A sheriff whose Arizona county is 60 miles from the southern border says his county is experience a direct impact from the flood of illegal immigrants streaming into the U.S. from Mexico.
“We just this morning had a procedure where we chased a car,” Pinal County Sheriff Mark Lamb told The Daily Signal in an interview Wednesday.
“We had to release the canine on … the driver,” Lamb said. “And there was seven undocumented aliens in there. Three of them were children. This is something we’re dealing with every day, when my county, which is 60 miles off the border … . It’s 49 apprehensions in one day.”
Border county sheriffs across the southwest have seen a steadily increasing uptick in illegal crossings since President Joe Biden took office.
Upon being sworn in Jan. 20, Biden signed an executive order halting construction of former President Donald Trump’s wall along the U.S.-Mexico border and ended Trump’s “Remain in Mexico” policy for would-be immigrants and asylum-seekers.
Lamb said there’s no way that his county would be able to take on responsibility for, and the cost of, shelter for all the incoming illegal immigrants.
“I can tell you we don’t have enough housing in our community for the people that are American citizens … now, you want to inject thousands and thousands more people in our community,” Lamb said. “You don’t have the infrastructure for that, not to mention all the other issues that go along with it.”
And now you’re telling people to come in here, and we’re not even going to give you a court date [for an asylum hearing]? This is going to be on the honor system for them … .
In an interview Wednesday on “The Daily Signal Podcast,” Mark Morgan, who served as acting commissioner of U.S. Customs and Border Protection in the Trump administration, said statistics show illegal crossings at the border have exploded since Biden took office.
“Last month, in the month of February, they saw over 100,000 apprehensions of people trying to illegally enter the border,” Morgan, currently a visiting fellow at The Heritage Foundation, said, adding:
In March, you’re going to see that number skyrocket—120,000, 130,000 [arrests at the border], if not reaching the numbers at the height of the crisis that we saw in 2019.
Earlier this month, the Department of Homeland Security conceded that illegal crossings are going to reach the highest levels in two decades. In a statement, Homeland Security Secretary Alejandro Mayorkas said, “We are on pace to encounter more individuals on the southwest border than we have in the last 20 years.”
Lamb said he is also seeing an increase in the amount of fentanyl overdoses because “we’re allowing these drugs to come into our communities, methamphetamines, all of these drugs are more available now, not just in my county.”
The greater danger is that this probably expands far beyond Pinal County, said Lamb, whose county is the size of the entire state of Connecticut and whose department employs 650.

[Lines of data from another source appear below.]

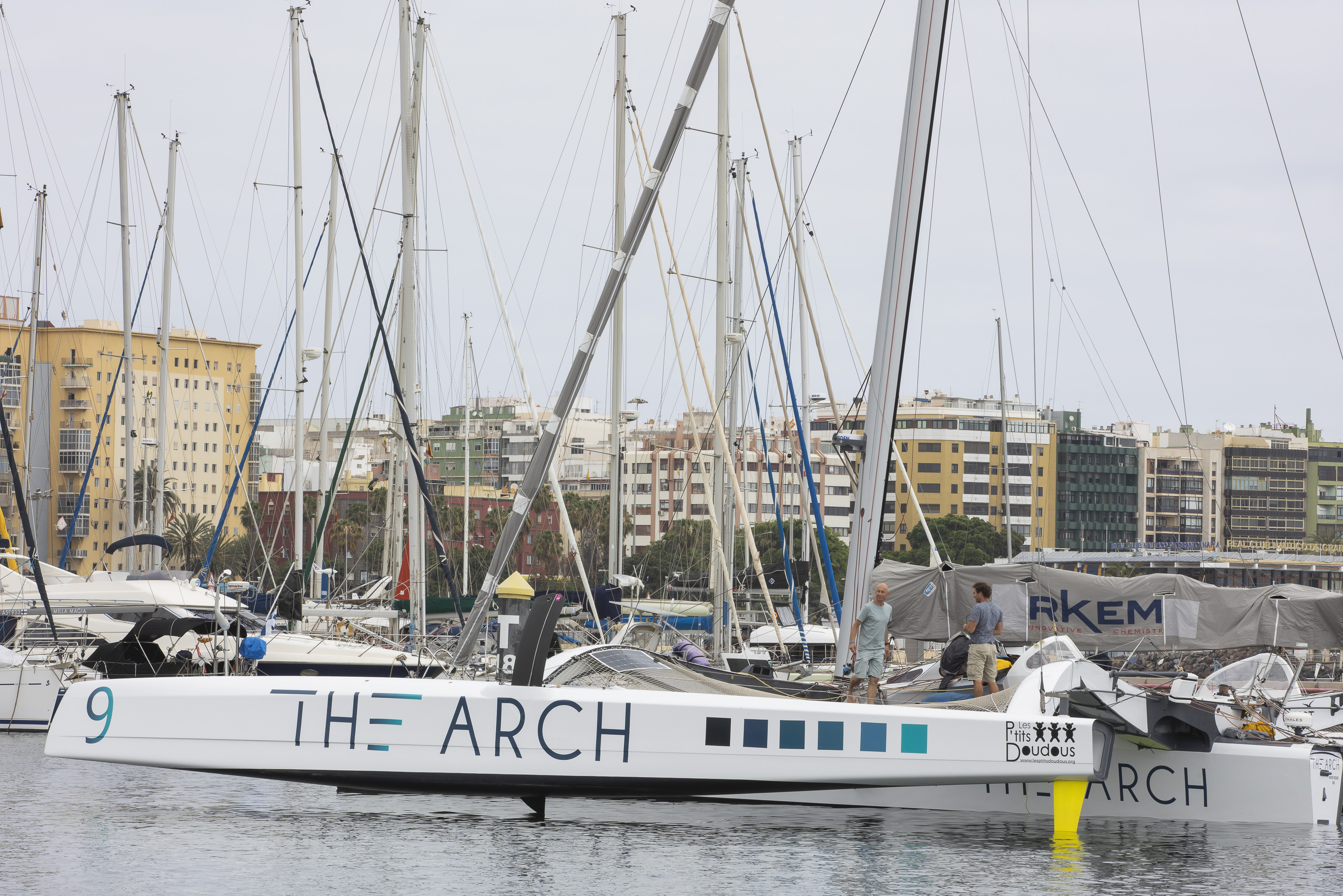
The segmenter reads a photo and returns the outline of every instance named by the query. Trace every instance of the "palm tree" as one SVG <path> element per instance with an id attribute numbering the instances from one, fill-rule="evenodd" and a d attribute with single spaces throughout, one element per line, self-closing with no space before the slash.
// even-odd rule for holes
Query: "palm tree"
<path id="1" fill-rule="evenodd" d="M 564 549 L 564 536 L 555 529 L 543 529 L 536 536 L 532 552 L 536 555 L 536 560 L 541 568 L 553 575 L 556 572 L 555 567 L 567 553 Z"/>
<path id="2" fill-rule="evenodd" d="M 205 559 L 210 541 L 215 537 L 215 527 L 201 513 L 177 516 L 164 533 L 168 539 L 168 556 L 177 560 L 183 570 L 195 571 Z"/>
<path id="3" fill-rule="evenodd" d="M 355 553 L 363 540 L 364 527 L 352 519 L 346 517 L 332 527 L 330 541 L 332 549 L 336 551 L 334 559 L 345 560 L 346 578 L 349 578 L 349 557 L 346 555 Z"/>
<path id="4" fill-rule="evenodd" d="M 345 520 L 353 520 L 360 527 L 368 525 L 368 504 L 365 501 L 353 501 L 345 505 L 345 513 L 341 514 Z"/>
<path id="5" fill-rule="evenodd" d="M 177 482 L 177 477 L 175 477 L 175 476 L 169 476 L 169 477 L 167 477 L 164 480 L 164 485 L 168 485 L 168 490 L 164 492 L 164 516 L 168 517 L 169 520 L 173 516 L 177 514 L 179 509 L 181 509 L 181 498 L 177 497 L 177 492 L 172 488 L 172 485 L 175 485 L 176 482 Z M 132 477 L 130 485 L 134 489 L 134 492 L 132 494 L 126 494 L 126 486 L 125 485 L 121 486 L 121 500 L 122 501 L 133 501 L 134 502 L 134 505 L 136 505 L 136 525 L 140 525 L 140 521 L 145 517 L 145 501 L 144 501 L 144 498 L 146 497 L 145 488 L 144 488 L 145 486 L 145 462 L 144 461 L 141 461 L 140 466 L 136 467 L 136 476 Z M 157 461 L 150 461 L 149 462 L 149 492 L 148 492 L 148 498 L 149 498 L 149 506 L 153 506 L 154 502 L 158 500 L 158 462 Z"/>
<path id="6" fill-rule="evenodd" d="M 266 570 L 266 545 L 254 529 L 247 529 L 219 544 L 212 566 L 232 570 L 248 582 L 261 582 Z"/>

“We’re seeing it firsthand, the amount of overdoses that we’re getting, but also across this country. We are the tip of the spear. These drugs, these folks don’t always stay here,” he said, adding:
They go to the rest of the country. So, every city across this country will be affected by what’s happening here, not just on the border. This is an American problem. And we have a [federal] government that is not doing what they’re supposed to do.